En admettant que le départ d’Alain Delamuraz ait été planifié de longue date [en Suisse, on ne « vire » pas sans ménagement le fils d’un ancien et toujours très politiquement influent président de la Confédération], la récente mésaventure de Blancpain au Mexique a certainement accéléré la disgrâce d’Alain Delamuraz, un vice-président absolument indispensable à la bonne marche de la maison dont on savait pourtant depuis longtemps qu’il avait de la peine à rester opérationnel au-delà des premières agapes de la matinée [« Blanc ou rouge » : sans concerner la couleur des cadrans, cette question chromatique était existentielle au sein de l’état-major Blancpain]. Il était ainsi prévu d’organiser, au Mexique, un immense événement planétaire pour la relance de la montre Fifty Fathoms, qui va sur ses 65 ans. 150 à 200 personnes étaient mobilisées dans le monde entier, avec la construction d’un village sur une plage de rêve et le débarquement sur place de plusieurs dizaines de tonnes de matériel. Les décorateurs étaient sur les dents ! Les invitations étaient lancées et Marc Hayek se réjouissait déjà d’enfiler sa combinaison dans un des plus beaux spots du monde. Quelques journalistes et certains détaillants avaient même prévu de prolonger cette invitation par des vacances familiales. Tout a dû être débranché à la dernière minute, avec une facture de plusieurs millions gaspillés en vain. Une annulation in extremis qui aura été fatale pour Alain Delamuraz, lequel va maintenant porter le chapeau – pardon, le sombrero – de cette Apocalypse Now helvéto-mexicaine…
En soi, ce serait risible si l’épisode ne révélait le délabrement tragique de la maison Blancpain, à la survie de laquelle un Alain Delamuraz – qui était un des personnages les plus sympathiques de la scène horlogère – aura beaucoup contribué par son entregent, son légendaire sens de l’hospitalité, sa dilection pour les grandes tables et l’onctuosité de sa patience vis-à-vis du calife tout-puissant dont il était le grand vizir. Si on devait lui reprocher quelque chose, ce n’est pas la lente mais irrésistible décadence d’une marque qui avait tous les atouts pour imposer son identité sur le marché du « sport chic » de luxe, c’est plutôt sa naïveté bonnasse qui l’empêchait de prendre la mesure des complots au sein du microcosme Blancpain et des intrigues de la cour dont il était la clé de voûte comme vice-président de référence. Certes, personne n’est irremplaçable, mais Marc Hayek – qui n’aime décidément pas s’impliquer dans le pilotage de ses marques – aura du mal à trouver un capitaine assez fiable pour redresser la barre d’un bateau qui court sur son erre depuis trop longtemps.

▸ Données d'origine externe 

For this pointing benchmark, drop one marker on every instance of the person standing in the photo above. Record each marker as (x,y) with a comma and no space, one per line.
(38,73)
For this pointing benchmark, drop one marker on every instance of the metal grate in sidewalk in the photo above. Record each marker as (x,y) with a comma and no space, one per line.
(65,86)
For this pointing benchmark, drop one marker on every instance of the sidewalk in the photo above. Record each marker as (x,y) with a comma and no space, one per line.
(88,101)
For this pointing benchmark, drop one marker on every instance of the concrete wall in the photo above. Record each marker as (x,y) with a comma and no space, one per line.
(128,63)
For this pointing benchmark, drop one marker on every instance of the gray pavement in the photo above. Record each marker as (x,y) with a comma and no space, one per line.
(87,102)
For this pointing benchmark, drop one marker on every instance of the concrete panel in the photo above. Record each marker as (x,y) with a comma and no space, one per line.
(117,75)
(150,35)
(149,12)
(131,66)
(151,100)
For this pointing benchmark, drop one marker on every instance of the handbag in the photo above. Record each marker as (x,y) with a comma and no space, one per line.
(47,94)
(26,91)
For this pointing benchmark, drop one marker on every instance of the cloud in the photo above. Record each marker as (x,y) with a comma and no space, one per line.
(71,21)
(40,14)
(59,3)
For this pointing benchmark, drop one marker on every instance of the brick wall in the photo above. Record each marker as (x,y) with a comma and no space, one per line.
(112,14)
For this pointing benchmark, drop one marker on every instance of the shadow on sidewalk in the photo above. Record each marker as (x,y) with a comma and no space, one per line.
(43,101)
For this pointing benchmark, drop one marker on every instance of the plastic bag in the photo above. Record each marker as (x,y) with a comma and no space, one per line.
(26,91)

Splendeurs et misères de la haute horlogerie suisse. Grandeur et décadence d'une marque qui avait été pionnière dans la renaissance des belles montres mécaniques. Le monde de la haute gastronomie horlogère est en deuil. Les drapeaux de la haute oenologie mécanique sont en berne. Pas de souci : « Tout va très bien, madame la Marquise » et tout va pour le mieux dans le meilleur des mondes pour un Swatch Group dont l'action fait des étincelles à la Bourse de Zürich. La vraie question est désormais de savoir s'il y a encore un pilote dans l'avion Blancpain et dans le pôle luxe de ce Swatch Group...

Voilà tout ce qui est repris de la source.